Это заставило его окончательно прийти в себя.
Он чертыхнулся.
Кабы его заботы ограничивались испачканным красно-золотым мундиром императорского гвардейца — чего бы он за это ни дал! Даже Гертины проклятья охотно бы проглотил, а возможно, простил бы ей и того парня. Только бы… только бы не такое свинство, в котором он тут валяется, как свинья в навозе. А сверх того еще в любой момент может поплатиться и жизнью.
Два разрыва снарядов, один совсем близко, чуть не за его спиной, другой немного правее, заставили его вновь прижаться к земле, всем телом, ладонями и лицом прильнуть к ее вязкой поверхности. В тот же миг на спину ему посыпались мелкие комья глины и камешки.
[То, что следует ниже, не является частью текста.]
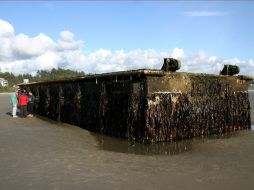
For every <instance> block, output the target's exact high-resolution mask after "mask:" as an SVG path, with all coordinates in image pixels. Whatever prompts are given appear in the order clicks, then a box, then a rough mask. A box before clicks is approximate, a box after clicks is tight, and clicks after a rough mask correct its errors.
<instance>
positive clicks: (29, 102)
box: [27, 92, 35, 117]
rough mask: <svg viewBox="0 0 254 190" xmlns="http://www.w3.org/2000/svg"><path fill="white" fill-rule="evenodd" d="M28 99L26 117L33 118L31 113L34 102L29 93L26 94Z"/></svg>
mask: <svg viewBox="0 0 254 190" xmlns="http://www.w3.org/2000/svg"><path fill="white" fill-rule="evenodd" d="M28 99H29V102H28V107H27V108H28V113H29V114H28V115H27V116H28V117H33V113H34V101H35V97H34V95H33V93H32V92H29V93H28Z"/></svg>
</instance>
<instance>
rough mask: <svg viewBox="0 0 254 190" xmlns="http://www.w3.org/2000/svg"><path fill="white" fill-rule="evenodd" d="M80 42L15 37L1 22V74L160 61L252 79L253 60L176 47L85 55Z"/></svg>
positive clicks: (121, 68) (12, 28)
mask: <svg viewBox="0 0 254 190" xmlns="http://www.w3.org/2000/svg"><path fill="white" fill-rule="evenodd" d="M83 44H84V43H83V41H81V40H76V39H75V36H74V34H73V33H71V32H70V31H67V30H65V31H62V32H60V34H59V40H58V41H54V40H52V39H51V38H50V37H49V36H47V35H45V34H43V33H40V34H38V35H37V36H35V37H30V36H27V35H26V34H14V27H13V26H12V25H11V24H10V23H8V22H6V21H3V20H0V71H1V72H6V71H7V72H12V73H14V74H21V73H31V74H35V73H36V71H38V70H50V69H52V68H57V67H61V68H68V69H71V70H78V71H84V72H85V73H104V72H113V71H123V70H134V69H144V68H146V69H160V68H161V66H162V64H163V58H165V57H174V58H177V59H180V60H181V62H182V67H181V69H180V71H182V72H196V73H212V74H218V73H219V71H220V70H221V69H222V68H223V65H224V64H237V65H238V66H240V70H241V71H240V74H242V75H250V76H254V61H253V59H250V60H248V61H243V60H240V59H238V58H232V59H222V58H219V57H218V56H215V55H208V54H207V53H205V52H204V51H199V52H197V53H195V54H192V55H186V54H185V52H184V49H182V48H179V47H176V48H174V49H173V50H172V52H158V51H156V50H154V49H146V50H142V49H135V50H132V51H129V52H126V51H124V50H116V51H111V50H108V49H98V50H96V51H94V52H91V53H85V52H84V51H83V50H82V48H83Z"/></svg>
Каких-нибудь несколько метров — и он мог бы разом избавиться от всех забот!
Беденкович свернулся в клубок, точно этим мог защитить то, что ощущал как свою жизнь, что в нем отзывалось стуком сердца, горячим дыханием, что он чувствовал во всем теле и в ужасе, от которого мысли кружились бешеной каруселью: не хочу умереть, не хочу, не хочу — только бы это не убило меня, только бы не попало…
В ту же минуту что-то ударило его в бок. Это был короткий, тупой удар, от которого тело напряглось, точно отвердевшими мышцами могло помешать проникновению боли внутрь; но боль, на удивленье, не пошла дальше ребер и быстро ослабла. Тут Бранко осознал, что кто-то орет на него, орет яростно, хриплым голосом, и крик этот доносится сверху.
Он полуобернулся и увидел какого-то молокососа в форме, стянутой ремнем на осиной талии, тот как раз собирался еще разок пнуть его ногой. При этом он размахивал револьвером и кричал: «Auf, auf, du Hund!» [3]
Как ни странно, именно этот удар офицерского ботинка буквально вышиб Беденковича из плена смертельного страха. Ударить ногой сзади да еще лежачего — это было бессовестное оскорбление, хуже пощечины; когда тебя бьют по лицу, так хоть мужчина стоит против мужчины, но так подло… Бранко Беденкович поднимается и теперь уже в прямом смысле слова всем своим гвардейским ростом возвышается над подпрыгивающей и продолжающей орать фигуркой офицера. Вот он опять стоит во всей красе своего красного гвардейского мундира, с золотой шнуровкой, в безукоризненно белых штанах и высоких лакированных кавалерийских сапогах, на его голове шлем с султаном из белого конского волоса, султаном, который теперь наверняка трепещет на ветру, ведь от ударов, все равно каких, только что вылетели двери и окна, и сквозняк гуляет в трактире на Гринцинге, где как раз такой же вот недомерок без конца вытаскивал Герту из общего круга танцующих, а теперь подпрыгивает тут перед ним да еще револьвер где-то раздобыл… Не слишком-то размахивай, хоть ты и кадет или даже рыба покрупнее, с первой звездочкой на воротнике, а я — ты хоть знаешь, кто я такой?.. Сам император доверяет мне свои депеши… Просить меня будешь, на коленях будешь ползать за то, что оскорбил императорского гвардейца! Но теперь я тебе первым делом покажу, как мужчина мужчине…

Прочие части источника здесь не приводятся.